Randolph Arledge was sentenced to 99 years in prison in 1984 for killing Carolyn Armstrong. But a state district judge in Corsicana, about 50 miles southeast of Dallas, agreed with prosecutors and Arledge's attorneys that he could no longer be considered guilty after new DNA tests tied someone else to the crime.
Judge James Lagomarsino agreed to release Arledge on bond while the process of overturning his conviction is pending. The Texas Court of Criminal Appeals must accept Lagomarsino's recommendation for the conviction to be formally overturned, a process that is considered a formality.
Arledge wore shackles around his wrists and ankles at the start of the hearing, but was later taken into a back room by two deputies to have them removed. When he returned, Arledge hugged his two children. His daughter was 4 years old and his son 7 when he was sent to prison.
"They suffered more than anybody," Arledge told reporters afterward. He gestured to his daughter, Randa Machelle Arledge. "She's always talking about, she wanted me to come pick her up from school. Now she's picking me up."
His children said they remained hopeful through the years, not doubting his innocence.
"Every time he came up for parole, it was broken, shattered hopes," his daughter said.
Armstrong's body was found in August 1981 on a rural dirt road in Navarro County, according to a court filing by Arledge's attorneys. She had been stripped naked from the waist down and stabbed more than 40 times.
Her abandoned car was found miles away with several pieces of evidence, including a black hairnet on the left side of the driver's seat. Hair taken from that net was preserved for three decades. In 2011, more advanced DNA testing linked samples from the hair net and elsewhere to someone else.
Navarro County District Attorney Lowell Thompson said authorities are searching for the person matched to the DNA and believe they know where he is. The case "will stay open until we solve it," he said in an interview.
While Thompson credited the system for freeing Arledge, he said he remained committed to finding Armstrong's real killer for her relatives.
"It's their daughter; it's their sister who was victimized," Thompson said. "I empathize with them as much as I can, but you know it's not easy for them to have to have all this brought back up."
Armstrong's relatives who attended the hearing declined to comment as they left court.
Like many wrongfully convicted inmates, Arledge was sent to prison with the help of faulty eyewitness testimony.

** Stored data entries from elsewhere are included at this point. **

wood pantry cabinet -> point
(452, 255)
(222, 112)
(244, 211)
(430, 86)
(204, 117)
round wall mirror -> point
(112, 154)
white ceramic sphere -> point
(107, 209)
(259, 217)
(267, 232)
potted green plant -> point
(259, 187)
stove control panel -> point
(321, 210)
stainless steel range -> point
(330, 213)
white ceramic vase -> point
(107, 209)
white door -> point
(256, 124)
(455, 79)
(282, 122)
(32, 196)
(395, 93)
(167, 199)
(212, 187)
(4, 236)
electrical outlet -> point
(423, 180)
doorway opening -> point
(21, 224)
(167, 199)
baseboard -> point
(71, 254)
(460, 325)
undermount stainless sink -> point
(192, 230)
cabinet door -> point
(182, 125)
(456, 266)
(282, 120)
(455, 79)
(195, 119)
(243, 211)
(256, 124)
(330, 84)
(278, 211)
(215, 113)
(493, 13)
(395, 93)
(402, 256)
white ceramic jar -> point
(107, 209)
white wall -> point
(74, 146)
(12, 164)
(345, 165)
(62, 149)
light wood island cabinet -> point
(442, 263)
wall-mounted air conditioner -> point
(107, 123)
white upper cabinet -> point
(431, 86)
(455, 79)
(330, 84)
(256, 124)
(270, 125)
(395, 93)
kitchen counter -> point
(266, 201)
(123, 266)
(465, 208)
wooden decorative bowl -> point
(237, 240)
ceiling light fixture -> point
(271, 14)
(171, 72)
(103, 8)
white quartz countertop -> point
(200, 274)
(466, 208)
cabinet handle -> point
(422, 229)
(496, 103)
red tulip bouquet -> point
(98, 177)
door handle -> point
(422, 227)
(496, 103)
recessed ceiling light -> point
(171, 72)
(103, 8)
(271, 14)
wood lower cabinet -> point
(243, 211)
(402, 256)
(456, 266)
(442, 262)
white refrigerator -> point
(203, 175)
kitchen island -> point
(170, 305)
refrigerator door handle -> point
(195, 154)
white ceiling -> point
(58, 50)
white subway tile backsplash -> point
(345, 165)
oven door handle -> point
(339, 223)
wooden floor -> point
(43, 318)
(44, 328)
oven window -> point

Two co-conspirators in an armed robbery testified at his trial that he had admitted to stabbing someone in Corsicana and that he had blood on his clothes and knife, according to the filing by Arledge's attorneys.
One of those witnesses has since admitted to lying about Arledge due to a personal dispute, the filing said.

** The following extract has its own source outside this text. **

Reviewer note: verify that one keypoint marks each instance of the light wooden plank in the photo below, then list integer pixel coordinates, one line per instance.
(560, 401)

Arledge became the 118th person in Texas state courts to have his conviction overturned, according to the University of Michigan's national registry of exonerations.
State lawmakers have passed several measures to try to prevent wrongful convictions. Texas now has a law allowing all inmates convicted of a crime to seek new DNA testing. It also has the nation's most generous law for ex-inmates who have proven their innocence, providing a lump-sum payment of $80,000 for each year someone wrongly spent behind bars, as well as an annuity and other benefits.
Arledge spent some of his prison time in Tennessee on an unrelated armed robbery conviction. He was placed in a Texas prison in 1998 after being paroled from Tennessee, Texas Department of Criminal Justice spokesman Jason Clark said. For that reason, it's unclear how much compensation he will receive.